After documenting the New York scene for The Voice however struggling to have his personal work carried out, Mr. Johnson decamped to Paris in 1983, the place recent alternatives awaited, as European audiences had been newly drawn to the American avant-garde. There he remained a prolific author, theorizing about his personal music in a number of books. He had been publishing his personal scores for the reason that Nineteen Seventies, and he maintained an energetic net presence with a video sequence elucidating his music.
His main works have included the satirical “Riemannoper,” primarily based on excerpts from a famed German music lexicon, which has obtained greater than 30 productions; and a extra severe oratorio drawing on the writings of the German dissident Dietrich Bonhoeffer. But a lot of Mr. Johnson’s output remained resolutely summary, together with an orchestral work that lays out a sequence of 360 chords and a sequence of latest items that systematically discover numerous rhythmic mixtures.

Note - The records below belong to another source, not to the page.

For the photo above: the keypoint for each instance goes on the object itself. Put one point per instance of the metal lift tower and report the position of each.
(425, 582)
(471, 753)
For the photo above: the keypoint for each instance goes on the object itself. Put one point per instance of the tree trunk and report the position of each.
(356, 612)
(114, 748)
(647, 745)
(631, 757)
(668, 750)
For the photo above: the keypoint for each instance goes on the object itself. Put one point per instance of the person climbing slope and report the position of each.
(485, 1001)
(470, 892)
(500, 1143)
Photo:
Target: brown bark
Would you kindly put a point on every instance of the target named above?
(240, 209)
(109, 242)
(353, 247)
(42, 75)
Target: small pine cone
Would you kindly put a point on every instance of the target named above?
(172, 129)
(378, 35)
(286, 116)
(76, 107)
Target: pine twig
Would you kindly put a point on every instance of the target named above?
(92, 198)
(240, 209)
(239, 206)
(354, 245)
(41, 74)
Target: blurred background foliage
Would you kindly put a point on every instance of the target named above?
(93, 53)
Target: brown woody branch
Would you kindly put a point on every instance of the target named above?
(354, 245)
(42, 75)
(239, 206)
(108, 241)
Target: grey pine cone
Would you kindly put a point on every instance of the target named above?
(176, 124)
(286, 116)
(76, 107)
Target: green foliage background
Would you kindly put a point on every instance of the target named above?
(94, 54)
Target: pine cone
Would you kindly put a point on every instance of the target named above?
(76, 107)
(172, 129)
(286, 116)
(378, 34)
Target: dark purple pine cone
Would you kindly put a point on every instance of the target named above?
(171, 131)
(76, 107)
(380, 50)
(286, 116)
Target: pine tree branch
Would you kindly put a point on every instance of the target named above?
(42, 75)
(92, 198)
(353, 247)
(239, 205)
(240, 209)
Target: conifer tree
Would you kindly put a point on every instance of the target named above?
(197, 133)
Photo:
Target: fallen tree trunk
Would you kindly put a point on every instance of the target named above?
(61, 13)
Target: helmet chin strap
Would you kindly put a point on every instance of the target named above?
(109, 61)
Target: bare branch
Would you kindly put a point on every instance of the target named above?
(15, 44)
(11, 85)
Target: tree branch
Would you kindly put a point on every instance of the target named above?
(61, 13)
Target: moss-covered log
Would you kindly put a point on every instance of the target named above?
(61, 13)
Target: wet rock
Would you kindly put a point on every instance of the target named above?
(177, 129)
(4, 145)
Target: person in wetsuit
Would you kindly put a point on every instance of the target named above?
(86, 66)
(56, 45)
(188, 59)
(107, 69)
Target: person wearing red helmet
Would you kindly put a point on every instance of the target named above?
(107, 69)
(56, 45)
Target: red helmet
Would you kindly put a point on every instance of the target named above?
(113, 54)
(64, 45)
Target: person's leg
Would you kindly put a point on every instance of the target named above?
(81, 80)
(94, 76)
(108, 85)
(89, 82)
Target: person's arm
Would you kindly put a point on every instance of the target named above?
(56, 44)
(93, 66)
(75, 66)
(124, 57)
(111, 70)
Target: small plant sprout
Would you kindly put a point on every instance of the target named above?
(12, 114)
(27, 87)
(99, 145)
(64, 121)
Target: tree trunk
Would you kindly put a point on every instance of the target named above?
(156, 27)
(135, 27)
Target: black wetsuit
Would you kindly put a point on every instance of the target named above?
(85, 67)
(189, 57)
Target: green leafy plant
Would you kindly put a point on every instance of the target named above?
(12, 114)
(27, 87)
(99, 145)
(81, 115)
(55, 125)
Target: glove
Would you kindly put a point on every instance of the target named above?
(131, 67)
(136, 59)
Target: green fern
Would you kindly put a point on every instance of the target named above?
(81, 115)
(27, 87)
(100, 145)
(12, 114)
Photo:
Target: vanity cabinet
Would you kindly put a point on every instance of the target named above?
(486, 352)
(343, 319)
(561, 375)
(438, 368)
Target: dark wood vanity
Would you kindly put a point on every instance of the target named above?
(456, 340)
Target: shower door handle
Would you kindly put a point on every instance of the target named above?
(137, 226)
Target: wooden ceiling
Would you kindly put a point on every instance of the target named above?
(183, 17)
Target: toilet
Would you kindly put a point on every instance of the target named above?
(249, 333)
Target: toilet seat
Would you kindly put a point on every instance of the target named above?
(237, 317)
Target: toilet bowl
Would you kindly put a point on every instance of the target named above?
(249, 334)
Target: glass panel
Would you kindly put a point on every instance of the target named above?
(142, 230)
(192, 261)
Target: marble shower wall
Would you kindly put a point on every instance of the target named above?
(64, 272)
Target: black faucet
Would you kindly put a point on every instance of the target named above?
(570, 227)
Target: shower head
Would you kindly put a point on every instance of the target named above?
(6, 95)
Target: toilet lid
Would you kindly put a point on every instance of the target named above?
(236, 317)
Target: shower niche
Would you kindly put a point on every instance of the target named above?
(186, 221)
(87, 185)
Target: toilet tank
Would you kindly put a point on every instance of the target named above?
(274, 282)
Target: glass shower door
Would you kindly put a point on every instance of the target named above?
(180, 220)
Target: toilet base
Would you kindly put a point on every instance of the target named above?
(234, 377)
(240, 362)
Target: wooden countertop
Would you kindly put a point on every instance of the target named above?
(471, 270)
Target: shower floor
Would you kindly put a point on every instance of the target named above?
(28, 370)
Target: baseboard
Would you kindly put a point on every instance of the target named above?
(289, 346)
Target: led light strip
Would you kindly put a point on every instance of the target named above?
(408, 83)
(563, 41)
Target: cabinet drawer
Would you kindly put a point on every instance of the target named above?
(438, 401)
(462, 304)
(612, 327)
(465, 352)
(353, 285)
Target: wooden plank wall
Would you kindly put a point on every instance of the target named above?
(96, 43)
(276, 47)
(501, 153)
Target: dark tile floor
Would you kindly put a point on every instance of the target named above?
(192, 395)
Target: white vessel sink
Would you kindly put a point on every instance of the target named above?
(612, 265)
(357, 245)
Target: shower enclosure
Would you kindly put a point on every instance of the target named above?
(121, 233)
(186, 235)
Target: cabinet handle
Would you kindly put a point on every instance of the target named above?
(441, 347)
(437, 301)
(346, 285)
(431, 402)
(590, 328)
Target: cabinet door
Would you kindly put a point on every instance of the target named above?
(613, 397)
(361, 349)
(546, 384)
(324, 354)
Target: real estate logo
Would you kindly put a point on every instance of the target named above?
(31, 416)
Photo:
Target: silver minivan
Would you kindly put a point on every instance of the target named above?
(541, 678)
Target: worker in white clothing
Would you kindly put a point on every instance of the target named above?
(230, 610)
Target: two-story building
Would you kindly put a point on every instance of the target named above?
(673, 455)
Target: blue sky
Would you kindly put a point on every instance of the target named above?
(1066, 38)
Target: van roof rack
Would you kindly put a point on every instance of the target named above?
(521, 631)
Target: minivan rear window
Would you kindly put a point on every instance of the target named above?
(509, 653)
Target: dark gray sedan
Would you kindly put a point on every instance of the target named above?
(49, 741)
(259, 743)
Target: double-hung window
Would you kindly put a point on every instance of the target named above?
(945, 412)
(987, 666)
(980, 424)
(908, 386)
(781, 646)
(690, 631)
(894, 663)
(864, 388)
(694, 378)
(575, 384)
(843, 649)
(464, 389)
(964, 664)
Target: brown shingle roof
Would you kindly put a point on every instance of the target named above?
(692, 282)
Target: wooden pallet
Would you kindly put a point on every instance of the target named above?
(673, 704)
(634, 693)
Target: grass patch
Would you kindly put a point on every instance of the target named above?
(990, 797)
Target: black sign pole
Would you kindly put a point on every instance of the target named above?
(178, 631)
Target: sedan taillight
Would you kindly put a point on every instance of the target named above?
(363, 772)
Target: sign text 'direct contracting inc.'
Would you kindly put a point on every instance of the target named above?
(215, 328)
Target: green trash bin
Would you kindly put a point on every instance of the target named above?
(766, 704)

Mr. Johnson’s marriage to the choreographer Kathy Duncan resulted in divorce. He married Ms. Ferrer in 1986.
One of Mr. Johnson’s compositions has grow to be canonic within the double-bass neighborhood: “Failing” (1975), a fiendishly troublesome and hilarious train during which a soloist is instructed to bow tough passages whereas studying a prolonged textual content aloud that self-reflexively feedback on the music. “These items all needed to do with making music as actual life,” Mr. Johnson stated of the work in a 2020 interview. “I needed the performer to confront an unknown scenario and cope with it in addition to attainable in a one-time-only context.”